The S&P BSE PSU index surged around 79 per cent from the lows it touched in March last year post the announcement of the nationwide lockdown. On Wednesday, the index closed at 7,334.84 points.
This calendar year, the index has increased around 25 per cent, with the latest push to the state-run stocks comes on the back of government's renewed disinvesment plans. The good thing about PSU stocks has been its consistency. The scrip have been moving up slowly but consistently ensuring returns even in time of volatility.
"The recent increase in market prices of PSUs reflects the market's enthusiasm about large value unlocking from their potential privatisation," said a recent report by Kotak Institutional Equities.
It noted that the government can raise Rs 12 lakh crore if it was to sell its entire holdings in all listed central PSUs at current valuations. The amount could be higher given the likely strategic premium.
A recent note by Jefferies India said that after raising Rs 1 lakh crore through the exchange-traded fund (ETF) route over FY19 and FY20, the government stopped the practice in FY21, which has reduced the equity supply pressure. Jefferies analysts noted that Centre shifted towards privatisation from 2019 onwards.
The new disinvestment policy which was announced in the Union Budget for FY22 shows that the government plans to sell its stake in most of the state-run companies and exit all non-strategic sectors.
In the Union Budget for FY22, the disinvestment target for next fiscal has been set at Rs1.75 lakh crore.
Shares of Bharat Petroleum Corporation Ltd, which is among the star companies in the government's privatisation log has surged 22 per cent since January 1. On Wednesday, its share price on the BSE was at Rs 466.40 per share.
Finance Minister Nirmala Sitharaman, presenting her third Union Budget on February 1, said that all the announced divestment proposals will be completed in this fiscal, which includes BPCL.
Further, the government's plan to come up with IPO of insurance giant LIC also has been a positive for the markets.
Another state run major, Coal India Ltd has witnessed a 14 per cent growth in its share price during this calendar year.
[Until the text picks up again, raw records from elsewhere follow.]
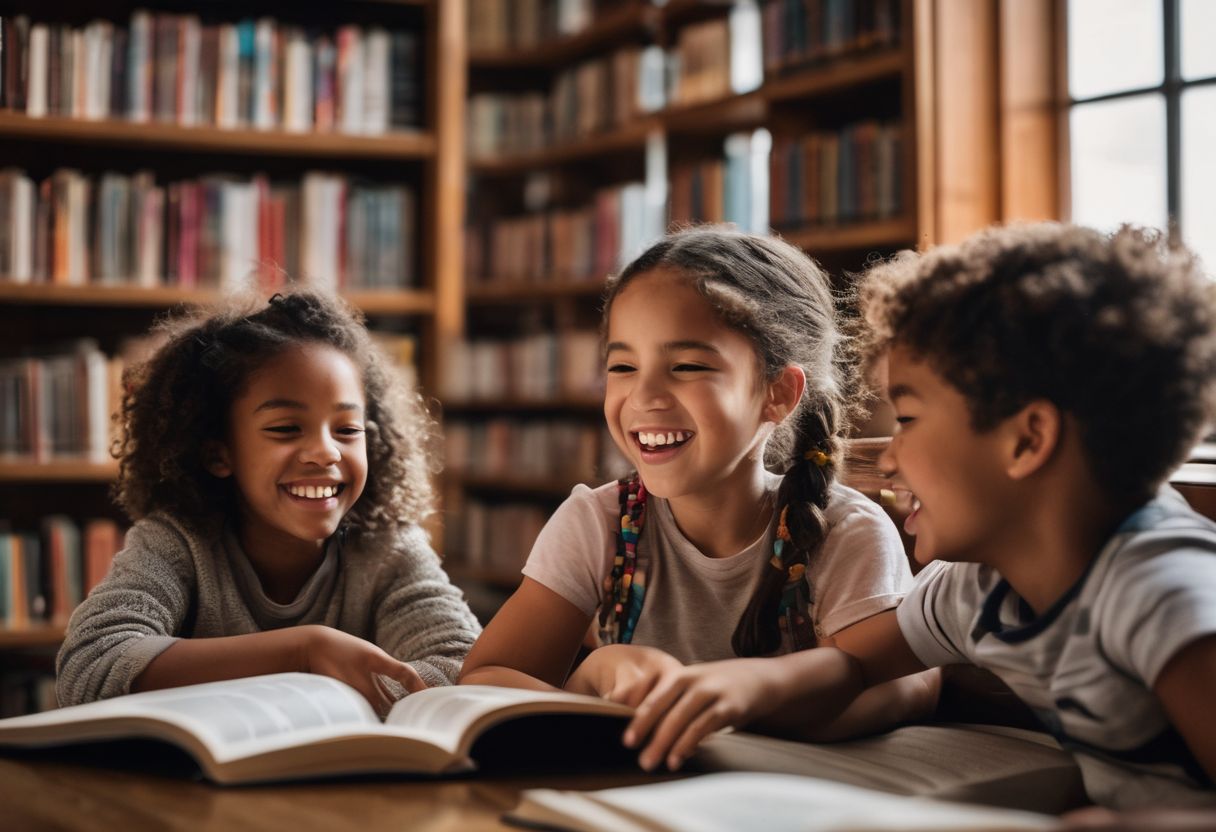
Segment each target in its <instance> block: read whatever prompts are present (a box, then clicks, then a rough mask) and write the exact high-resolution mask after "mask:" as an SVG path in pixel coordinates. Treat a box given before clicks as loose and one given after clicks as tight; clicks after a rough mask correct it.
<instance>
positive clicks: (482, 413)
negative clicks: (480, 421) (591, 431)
mask: <svg viewBox="0 0 1216 832" xmlns="http://www.w3.org/2000/svg"><path fill="white" fill-rule="evenodd" d="M602 410H603V398H602V397H595V398H576V397H561V398H556V399H486V400H471V401H454V400H451V399H449V400H445V401H444V412H446V414H461V415H490V414H536V415H542V414H579V415H585V414H593V415H598V414H599V412H601V411H602Z"/></svg>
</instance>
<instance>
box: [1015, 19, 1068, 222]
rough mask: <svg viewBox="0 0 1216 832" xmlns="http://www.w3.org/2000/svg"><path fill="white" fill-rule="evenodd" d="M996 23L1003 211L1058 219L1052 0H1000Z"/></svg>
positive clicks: (1057, 151)
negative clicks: (1000, 0) (998, 38)
mask: <svg viewBox="0 0 1216 832" xmlns="http://www.w3.org/2000/svg"><path fill="white" fill-rule="evenodd" d="M1000 23H1001V50H1000V55H1001V67H1000V69H1001V217H1002V219H1006V220H1010V219H1026V220H1041V219H1057V218H1059V186H1058V172H1059V152H1058V148H1059V144H1058V135H1059V130H1058V125H1057V114H1058V112H1059V111H1058V107H1057V100H1055V90H1057V85H1058V80H1057V78H1055V75H1057V69H1058V67H1057V63H1055V55H1057V44H1055V38H1057V36H1058V33H1057V30H1055V2H1054V0H1001V21H1000ZM1060 71H1062V68H1060Z"/></svg>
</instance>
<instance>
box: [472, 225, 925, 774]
mask: <svg viewBox="0 0 1216 832" xmlns="http://www.w3.org/2000/svg"><path fill="white" fill-rule="evenodd" d="M604 330H606V341H607V343H606V355H607V375H608V381H607V392H606V395H604V416H606V418H607V422H608V429H609V432H610V434H612V437H613V440H614V442H615V443H617V445H618V448H620V450H621V452H624V454H625V456H626V457H627V459H629V460H630V461H631V462H632V463H634V465H635V466H636V468H637V472H636V474H635V476H634V477H631V478H627V479H624V480H621V482H620V483H619V484H618V483H609V484H607V485H602V487H599V488H596V489H590V488H586V487H582V485H580V487H576V488H575V489H574V491H573V494H572V495H570V497H569V499H568V500H567V501H565V502H564V504H563V505H562V506H561V507H559V508H558V511H557V512H556V513H554V516H553V517H552V519H551V521H550V522H548V524H547V525H546V527H545V529H544V530H542V532H541V534H540V536H539V539H537V540H536V544H535V546H534V549H533V551H531V555H530V556H529V558H528V563H527V566H525V567H524V579H523V583H522V585H520V588H519V589H518V590H517V591H516V594H514V595H513V596H512V597H511V598H510V600H508V601H507V603H506V605H505V606H503V607H502V609H501V611H500V612H499V614H497V615H496V617H495V619H494V620H492V622H491V623H490V625H489V626H488V629H486V631H485V634H484V635H483V636H482V639H480V640H479V641H478V642H477V645H475V646H474V648H473V651H472V652H471V653H469V657H468V659H467V660H466V664H465V670H463V675H462V679H461V681H462V682H489V684H502V685H519V686H535V687H547V686H563V685H564V686H565V687H567V688H568V690H573V691H579V692H587V693H593V695H599V696H608V697H610V698H614V699H619V701H624V702H627V703H637V702H640V701H641V699H642V698H643V697H644V696H646V695H647V693H648V692H651V695H652V699H653V698H654V697H655V696H658V695H659V693H660V692H663V696H668V695H669V693H670V697H669V698H663V704H662V710H664V713H666V712H671V715H672V721H671V724H672V725H675V723H676V721H679V723H680V725H685V724H687V723H689V721H693V724H694V725H696V726H697V729H702V727H708V726H713V727H721V726H724V725H727V724H745V723H750V721H753V716H754V715H756V713H758V712H756V710H755V709H754V707H755V705H758V704H762V703H761V702H749V703H748V705H747V707H742V705H741V702H743V699H744V697H745V696H748V695H750V692H751V691H753V690H754V688H755V682H756V680H759V679H761V678H766V674H765V673H764V670H762V668H764V667H766V664H767V663H769V662H770V659H758V658H744V659H734V662H732V663H727V664H728V665H730V667H732V668H734V667H736V663H739V662H742V664H739V665H738V667H737V669H738V671H739V673H741V675H739V678H737V679H733V680H731V681H730V684H725V685H721V686H720V687H713V688H711V687H710V686H704V685H702V684H700V682H699V681H698V679H699V674H700V668H703V667H706V665H703V664H699V663H705V662H714V660H719V659H728V658H733V657H761V656H770V654H775V653H777V654H779V653H789V652H792V651H799V650H803V648H805V647H810V646H814V645H833V643H835V645H840V646H841V647H843V648H844V650H855V648H856V640H857V633H858V630H860V629H861V628H863V626H865V622H866V619H868V618H869V617H872V615H874V614H878V613H880V612H883V611H886V609H890V608H893V607H894V606H895V605H896V602H897V601H899V598H900V597H901V596H902V594H903V592H905V591H906V589H907V588H908V585H910V584H911V572H910V569H908V563H907V558H906V556H905V552H903V549H902V545H901V541H900V538H899V534H897V532H896V529H895V528H894V525H893V524H891V522H890V519H889V518H888V517H886V516H885V515H884V513H883V511H882V510H880V508H879V507H878V506H877V505H874V504H873V502H871V501H869V500H868V499H866V497H865V496H862V495H861V494H858V493H857V491H855V490H852V489H849V488H845V487H844V485H841V484H840V483H839V482H837V474H838V471H839V467H840V466H841V462H843V448H844V444H843V440H841V437H843V435H844V433H845V432H846V429H848V412H849V406H848V404H846V403H848V399H846V395H845V394H846V390H848V389H849V382H850V370H849V366H850V365H849V364H848V362H846V361H845V360H844V359H845V356H846V353H848V350H849V345H850V344H849V341H848V339H846V338H844V336H843V335H841V332H840V331H839V327H838V325H837V321H835V314H834V305H833V298H832V293H831V289H829V286H828V280H827V277H826V276H824V275H823V272H821V271H820V270H818V268H817V266H816V265H815V264H814V263H812V262H811V260H810V259H807V258H806V255H805V254H803V253H801V252H799V251H798V249H796V248H794V247H792V246H789V244H787V243H784V242H782V241H779V240H773V238H770V237H762V236H755V235H747V234H738V232H734V231H728V230H722V229H717V227H702V229H693V230H689V231H685V232H681V234H676V235H672V236H669V237H666V238H664V240H663V241H660V242H658V243H657V244H654V246H653V247H652V248H651V249H649V251H647V252H646V253H643V254H642V255H641V257H638V258H637V259H636V260H635V262H634V263H632V264H630V265H629V266H627V268H626V269H625V270H624V271H623V272H621V274H620V275H619V276H618V277H615V279H613V280H610V281H609V286H608V289H607V299H606V305H604ZM766 460H767V461H769V462H770V463H771V465H772V467H773V468H776V470H778V471H782V472H783V474H778V473H772V472H771V471H770V470H767V468H766V465H765V462H766ZM638 527H641V528H640V529H638ZM597 608H599V635H601V640H602V641H606V642H610V643H609V645H608V646H604V647H599V648H598V650H595V651H593V652H592V653H591V654H590V656H589V657H587V659H586V660H585V662H584V663H582V664H581V665H580V667H579V669H578V671H576V673H575V674H574V675H573V676H570V678H569V679H568V678H567V675H568V674H569V671H570V667H572V664H573V662H574V659H575V656H576V653H578V650H579V646H580V642H581V641H582V636H584V634H585V633H586V631H587V626H589V624H590V622H591V619H592V617H593V615H595V613H596V609H597ZM685 665H689V667H685ZM840 667H848V665H840ZM824 671H826V673H831V671H833V668H824ZM681 695H682V696H681ZM933 695H934V691H933V690H931V686H927V684H925V680H912V681H911V684H908V682H900V684H896V685H893V686H886V688H884V690H880V691H877V692H876V695H873V696H871V698H869V699H868V702H865V703H858V704H860V705H861V708H860V709H858V712H857V713H856V714H855V718H856V719H858V720H860V724H865V725H878V724H890V723H891V721H897V720H900V719H905V718H908V716H912V715H916V714H919V713H923V712H924V710H927V709H928V708H929V707H930V704H931V701H933ZM660 698H662V697H660ZM845 702H848V699H843V701H841V703H840V704H841V705H843V704H844V703H845ZM832 715H833V714H828V713H827V712H826V710H824V712H821V713H807V712H806V710H805V709H804V708H801V707H800V705H798V704H796V703H790V707H789V708H787V709H784V712H783V713H769V714H767V716H769V718H770V724H769V725H767V726H766V727H769V729H770V730H776V731H789V732H796V733H803V735H805V733H809V732H812V731H814V730H815V729H818V727H823V725H824V724H826V723H827V721H828V719H829V718H831V716H832ZM697 720H699V721H697ZM703 732H704V731H703ZM636 740H637V738H636V737H626V742H627V744H636ZM670 744H671V743H668V742H663V741H660V742H659V744H653V746H649V747H647V748H646V749H643V752H642V754H641V757H640V763H641V765H642V766H643V768H646V769H652V768H654V766H655V765H658V764H659V763H662V761H663V760H664V757H666V761H668V765H669V766H671V768H677V766H679V765H680V764H681V761H682V759H683V758H685V757H686V755H687V754H688V753H691V751H692V748H691V746H676V747H675V748H674V749H672V751H670V754H668V751H669V748H670Z"/></svg>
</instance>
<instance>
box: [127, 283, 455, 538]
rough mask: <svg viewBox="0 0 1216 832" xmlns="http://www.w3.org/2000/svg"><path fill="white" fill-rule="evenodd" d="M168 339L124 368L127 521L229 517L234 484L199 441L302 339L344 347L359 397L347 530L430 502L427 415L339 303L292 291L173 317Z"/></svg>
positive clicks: (219, 425)
mask: <svg viewBox="0 0 1216 832" xmlns="http://www.w3.org/2000/svg"><path fill="white" fill-rule="evenodd" d="M156 331H157V333H158V335H161V336H163V337H164V338H165V339H167V341H165V343H164V345H163V347H161V348H159V349H158V350H157V352H156V353H154V354H153V355H152V358H151V359H148V360H147V361H146V362H143V364H140V365H136V366H133V367H129V369H128V370H126V372H125V373H124V390H125V392H124V395H123V410H122V415H120V417H122V427H123V431H122V435H120V438H119V440H118V442H117V443H116V448H114V455H116V456H117V457H118V459H119V461H120V465H119V477H118V483H117V484H116V485H114V499H116V501H117V502H118V504H119V505H120V506H122V507H123V510H124V511H125V512H126V513H128V515H129V516H130V517H131V519H140V518H141V517H145V516H146V515H148V513H151V512H154V511H165V512H169V513H173V515H174V516H176V517H178V518H180V519H182V521H185V522H190V523H192V524H195V525H196V527H199V528H207V527H208V525H209V524H212V523H214V522H216V521H223V518H224V517H227V516H236V515H235V513H233V512H235V508H236V487H235V485H233V484H232V482H231V478H227V479H220V478H216V477H214V476H212V474H210V473H208V471H207V470H206V468H204V460H203V450H202V449H203V448H204V443H207V442H209V440H223V439H224V438H225V437H226V434H227V427H229V426H227V421H229V409H230V406H231V403H232V401H233V399H235V398H237V397H238V395H240V394H241V392H242V389H243V388H244V384H246V382H247V380H248V378H249V376H250V375H252V373H253V372H254V371H257V370H258V369H259V367H260V366H261V365H264V364H265V362H266V361H268V360H269V359H271V358H274V356H275V355H278V354H281V353H282V352H285V350H287V349H291V348H293V347H298V345H299V344H304V343H320V344H327V345H330V347H334V348H337V349H339V350H342V352H343V353H344V354H345V355H347V356H349V358H350V360H351V361H353V362H354V364H355V366H356V367H358V369H359V370H360V375H361V378H362V383H364V394H365V398H366V406H367V410H366V423H365V427H366V440H367V485H366V488H365V489H364V493H362V495H361V496H360V497H359V501H358V502H356V504H355V506H354V507H353V508H351V510H350V512H349V513H348V515H347V517H345V518H344V519H343V527H344V528H345V529H348V530H353V532H364V530H367V532H371V530H381V529H389V528H393V527H399V525H404V524H409V523H416V522H418V521H421V519H422V518H423V517H426V516H427V515H428V513H429V512H430V508H432V487H430V477H429V474H430V471H432V468H430V465H429V460H428V452H427V449H428V448H429V446H430V444H432V432H433V428H432V422H430V418H429V417H428V415H427V412H426V409H424V407H423V406H422V403H421V400H420V399H418V397H417V395H416V394H413V393H412V392H410V390H406V389H405V386H404V384H402V383H401V381H400V378H399V377H398V375H396V371H395V370H393V369H390V365H389V362H388V361H387V359H384V358H383V356H382V355H381V353H379V350H378V349H377V348H376V347H375V345H373V344H372V341H371V337H370V335H368V332H367V328H366V327H365V326H364V321H362V317H361V316H360V314H359V313H358V311H355V310H354V309H353V308H350V307H349V305H348V304H347V303H345V302H344V300H342V299H339V298H336V297H332V296H327V294H323V293H321V292H316V291H303V289H295V291H292V292H287V293H283V294H276V296H275V297H274V298H271V299H270V302H269V303H266V300H265V299H263V298H258V297H254V296H240V297H233V298H229V299H226V300H225V302H223V303H221V304H220V305H218V307H215V308H209V309H198V310H196V311H193V313H186V314H182V315H180V316H175V317H170V319H168V320H164V321H162V322H159V324H158V325H157V326H156Z"/></svg>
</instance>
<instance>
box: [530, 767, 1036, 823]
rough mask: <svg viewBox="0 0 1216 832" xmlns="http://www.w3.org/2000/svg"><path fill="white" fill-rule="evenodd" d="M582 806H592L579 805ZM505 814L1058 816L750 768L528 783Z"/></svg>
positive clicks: (649, 816)
mask: <svg viewBox="0 0 1216 832" xmlns="http://www.w3.org/2000/svg"><path fill="white" fill-rule="evenodd" d="M579 804H582V805H581V806H580V805H579ZM586 804H591V805H590V806H587V805H586ZM585 808H586V809H589V810H587V811H584V809H585ZM606 811H607V813H612V814H613V815H615V816H617V822H615V823H613V825H610V826H609V825H604V823H603V821H597V823H596V825H595V826H589V825H587V823H586V821H587V819H591V817H607V816H608V815H606ZM510 816H518V817H520V819H524V820H542V819H544V820H545V822H548V823H553V825H554V826H556V827H557V828H569V830H589V828H591V830H604V832H609V830H612V832H617V831H618V830H629V828H654V830H670V831H671V832H683V831H687V832H717V831H719V830H721V831H722V832H727V831H728V830H741V828H764V830H795V828H796V830H800V831H803V832H850V831H851V832H856V831H858V830H867V831H880V830H905V831H907V830H913V831H917V830H923V831H924V832H929V831H944V832H948V831H951V830H979V831H985V830H987V831H992V832H995V831H996V830H1006V831H1010V832H1017V831H1019V830H1026V831H1029V830H1047V828H1052V827H1053V826H1055V825H1057V820H1055V819H1054V817H1051V816H1048V815H1036V814H1032V813H1023V811H1013V810H1008V809H990V808H987V806H976V805H969V804H961V803H946V802H942V800H930V799H928V798H916V797H900V796H894V794H886V793H884V792H874V791H871V789H866V788H857V787H855V786H845V785H843V783H834V782H831V781H826V780H816V778H811V777H798V776H794V775H777V774H751V772H747V774H744V772H739V774H715V775H703V776H699V777H692V778H689V780H677V781H672V782H664V783H653V785H646V786H629V787H624V788H609V789H601V791H597V792H582V793H574V792H558V791H553V789H531V791H528V792H524V796H523V802H522V803H520V806H519V809H517V810H516V811H512V813H510ZM567 819H568V822H567Z"/></svg>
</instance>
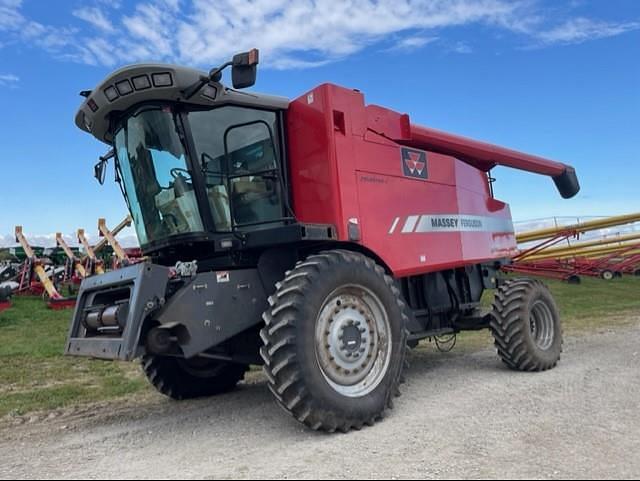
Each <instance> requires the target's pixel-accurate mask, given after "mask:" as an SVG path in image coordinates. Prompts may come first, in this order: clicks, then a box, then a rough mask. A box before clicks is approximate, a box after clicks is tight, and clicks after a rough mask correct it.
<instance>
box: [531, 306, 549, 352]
mask: <svg viewBox="0 0 640 481" xmlns="http://www.w3.org/2000/svg"><path fill="white" fill-rule="evenodd" d="M530 328H531V336H532V337H533V341H534V342H535V343H536V346H538V348H539V349H541V350H543V351H546V350H548V349H549V348H551V346H552V345H553V341H554V340H555V323H554V319H553V313H552V312H551V309H550V308H549V306H548V305H547V303H546V302H544V301H542V300H539V301H536V302H535V303H534V304H533V307H532V308H531V316H530Z"/></svg>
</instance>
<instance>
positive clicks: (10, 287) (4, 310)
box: [0, 286, 12, 312]
mask: <svg viewBox="0 0 640 481" xmlns="http://www.w3.org/2000/svg"><path fill="white" fill-rule="evenodd" d="M11 293H12V290H11V287H9V286H0V312H3V311H6V310H7V309H9V308H10V307H11Z"/></svg>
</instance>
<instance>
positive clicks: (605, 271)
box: [601, 271, 615, 281]
mask: <svg viewBox="0 0 640 481" xmlns="http://www.w3.org/2000/svg"><path fill="white" fill-rule="evenodd" d="M601 276H602V278H603V279H604V280H605V281H612V280H613V279H614V278H615V274H614V273H613V272H612V271H604V272H603V273H602V274H601Z"/></svg>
On Wednesday, its share price ended at Rs 154.85 per share on the BSE.
Indian Oil's (IOCL) shares have increase 12 per cent in the past two months.
Shares of Shipping Corporation of India Ltd (SCIL), another company put on the block by the government, have surged nearly 40 per cent since the start of 2021.
The Kotak report, however, noted that the government's plan and the market's enthusiasm may face two issues.
"The list of strategic sectors is quite long and 1-2 companies in the strategic sectors may remain as PSUs in the foreseeable future. Thus, companies such as BEL, COAL, HAL, IOCL, NTPC, ONGC and others may remain as PSUs," it said.
Nonetheless, the government can raise Rs 5 lakh crore by selling its entire stake from a smaller subset of listed companies at current valuations.
Further, it said that the terminal value of PSUs in coal, petroleum, power is quite uncertain and questionable without meaningful restructuring given their business models face serious disruption.
"Thus, we are not very clear about the interest levels of strategic buyers even if the government was to press ahead with its ambitious privatisation program. In fact, these companies account for a significant portion of the value of the government's stake in PSUs," it said.